- Location: Powhatan County, Virginia
- Nearest city: Powhatan
- Coordinates: 37°32′22″N 77°59′44″W﻿ / ﻿37.53944°N 77.99556°W
- Area: 4,462 acres (18.06 km^{2})
- Governing body: Virginia Department of Game and Inland Fisheries

= Powhatan Wildlife Management Area =

Protected area of Virginia, United States

Powhatan Wildlife Management Area is a 4462 acre Wildlife Management Area (WMA) in Powhatan County, Virginia. Consisting primarily of former farmland, much of the area is currently covered by open fields; these combine with mature and new forest growth to provide habitat for a diverse array of wildlife. The property is divided by Route 60 and contains one interior parcel of privately owned land. The elevation of the property is between 200 and 350 ft above sea level.

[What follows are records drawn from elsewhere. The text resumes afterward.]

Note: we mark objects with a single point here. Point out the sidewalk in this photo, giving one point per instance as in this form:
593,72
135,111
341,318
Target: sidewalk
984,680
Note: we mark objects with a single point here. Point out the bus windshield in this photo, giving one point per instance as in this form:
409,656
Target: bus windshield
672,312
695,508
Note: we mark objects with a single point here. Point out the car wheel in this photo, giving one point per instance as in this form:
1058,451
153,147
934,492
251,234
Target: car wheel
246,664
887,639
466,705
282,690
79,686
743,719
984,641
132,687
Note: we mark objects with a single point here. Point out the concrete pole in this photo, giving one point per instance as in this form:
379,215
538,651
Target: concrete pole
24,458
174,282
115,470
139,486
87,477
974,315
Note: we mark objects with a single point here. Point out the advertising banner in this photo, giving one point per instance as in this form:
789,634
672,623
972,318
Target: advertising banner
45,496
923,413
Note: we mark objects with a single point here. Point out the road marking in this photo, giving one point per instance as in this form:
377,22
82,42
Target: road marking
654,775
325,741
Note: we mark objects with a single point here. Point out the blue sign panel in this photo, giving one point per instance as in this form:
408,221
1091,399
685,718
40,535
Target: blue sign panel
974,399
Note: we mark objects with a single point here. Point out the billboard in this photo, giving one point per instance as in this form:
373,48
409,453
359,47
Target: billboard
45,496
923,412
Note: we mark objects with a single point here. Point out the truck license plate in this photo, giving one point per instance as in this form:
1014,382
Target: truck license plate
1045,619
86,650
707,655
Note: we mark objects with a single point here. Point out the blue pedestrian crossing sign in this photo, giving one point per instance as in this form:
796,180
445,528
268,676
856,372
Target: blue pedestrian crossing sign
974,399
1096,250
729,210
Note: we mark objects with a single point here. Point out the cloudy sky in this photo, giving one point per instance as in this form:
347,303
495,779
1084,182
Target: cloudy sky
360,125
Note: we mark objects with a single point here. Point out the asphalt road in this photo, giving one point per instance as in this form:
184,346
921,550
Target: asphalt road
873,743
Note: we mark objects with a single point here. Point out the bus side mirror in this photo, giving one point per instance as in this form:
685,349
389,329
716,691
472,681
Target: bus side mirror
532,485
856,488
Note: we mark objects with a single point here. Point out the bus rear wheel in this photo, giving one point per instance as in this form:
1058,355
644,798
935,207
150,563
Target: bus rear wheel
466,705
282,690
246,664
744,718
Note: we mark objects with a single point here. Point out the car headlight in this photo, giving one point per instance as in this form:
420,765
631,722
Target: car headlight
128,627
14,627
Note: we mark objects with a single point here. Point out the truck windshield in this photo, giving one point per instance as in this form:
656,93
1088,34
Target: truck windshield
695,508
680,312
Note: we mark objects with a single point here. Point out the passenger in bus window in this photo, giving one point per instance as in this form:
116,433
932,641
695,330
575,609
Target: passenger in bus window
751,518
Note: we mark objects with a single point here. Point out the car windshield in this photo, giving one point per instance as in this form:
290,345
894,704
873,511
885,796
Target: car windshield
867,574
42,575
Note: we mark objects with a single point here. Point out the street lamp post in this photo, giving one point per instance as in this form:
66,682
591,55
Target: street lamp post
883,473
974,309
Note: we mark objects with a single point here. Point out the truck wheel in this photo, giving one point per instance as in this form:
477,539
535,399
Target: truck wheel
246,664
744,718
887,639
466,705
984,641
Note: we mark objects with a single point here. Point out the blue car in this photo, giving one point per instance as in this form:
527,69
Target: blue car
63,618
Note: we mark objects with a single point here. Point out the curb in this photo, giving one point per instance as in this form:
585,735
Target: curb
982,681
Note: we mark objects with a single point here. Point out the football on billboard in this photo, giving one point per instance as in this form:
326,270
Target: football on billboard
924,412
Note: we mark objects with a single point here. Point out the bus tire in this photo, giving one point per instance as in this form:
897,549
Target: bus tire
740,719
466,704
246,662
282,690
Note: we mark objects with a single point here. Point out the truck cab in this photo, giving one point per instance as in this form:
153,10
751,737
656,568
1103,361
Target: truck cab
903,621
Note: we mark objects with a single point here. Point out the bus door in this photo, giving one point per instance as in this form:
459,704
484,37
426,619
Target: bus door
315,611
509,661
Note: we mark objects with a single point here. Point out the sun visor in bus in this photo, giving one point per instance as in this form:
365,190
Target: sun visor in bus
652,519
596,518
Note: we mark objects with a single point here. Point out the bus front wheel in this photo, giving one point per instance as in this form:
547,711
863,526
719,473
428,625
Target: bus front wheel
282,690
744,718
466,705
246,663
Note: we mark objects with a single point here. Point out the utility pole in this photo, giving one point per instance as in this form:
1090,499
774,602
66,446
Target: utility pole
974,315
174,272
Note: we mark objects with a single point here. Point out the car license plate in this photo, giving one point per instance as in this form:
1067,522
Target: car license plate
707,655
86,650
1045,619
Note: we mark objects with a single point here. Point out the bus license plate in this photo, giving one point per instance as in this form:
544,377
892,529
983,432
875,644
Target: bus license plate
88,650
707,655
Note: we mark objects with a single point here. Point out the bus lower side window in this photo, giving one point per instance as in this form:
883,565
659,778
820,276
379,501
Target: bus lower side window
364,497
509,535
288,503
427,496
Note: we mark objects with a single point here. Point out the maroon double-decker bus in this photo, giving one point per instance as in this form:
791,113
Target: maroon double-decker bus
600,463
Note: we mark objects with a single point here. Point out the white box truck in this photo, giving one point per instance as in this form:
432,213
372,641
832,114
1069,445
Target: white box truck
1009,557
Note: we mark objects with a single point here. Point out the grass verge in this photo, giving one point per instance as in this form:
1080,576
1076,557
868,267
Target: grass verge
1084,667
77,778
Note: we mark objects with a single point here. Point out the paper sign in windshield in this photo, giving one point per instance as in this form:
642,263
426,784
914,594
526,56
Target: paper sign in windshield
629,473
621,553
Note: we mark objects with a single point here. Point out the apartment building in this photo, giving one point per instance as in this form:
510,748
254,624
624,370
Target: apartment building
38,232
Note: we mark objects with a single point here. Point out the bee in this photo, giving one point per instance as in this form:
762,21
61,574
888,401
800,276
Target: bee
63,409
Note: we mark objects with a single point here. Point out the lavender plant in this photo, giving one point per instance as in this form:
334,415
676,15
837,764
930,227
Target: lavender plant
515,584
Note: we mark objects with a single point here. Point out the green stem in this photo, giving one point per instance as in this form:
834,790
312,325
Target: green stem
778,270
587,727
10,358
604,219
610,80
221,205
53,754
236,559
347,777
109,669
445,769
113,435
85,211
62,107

The area is drained by several small streams that make their way to Sallee Creek, a tributary to the James River. Located on the property are the two Powhatan Lakes, which are 32 and 26 acre in size; an additional four farm ponds, numerous beaver ponds, marshes along Sallee Creek, and a small impoundment for waterfowl combine to provide water for the area.

Powhatan WMA is owned and maintained by the Virginia Department of Game and Inland Fisheries. The area is open to the public for hunting, trapping, fishing, hiking, boating, horseback riding, and primitive camping. Access for persons 17 years of age or older requires a valid hunting or fishing permit, a current Virginia boat registration, or a WMA access permit.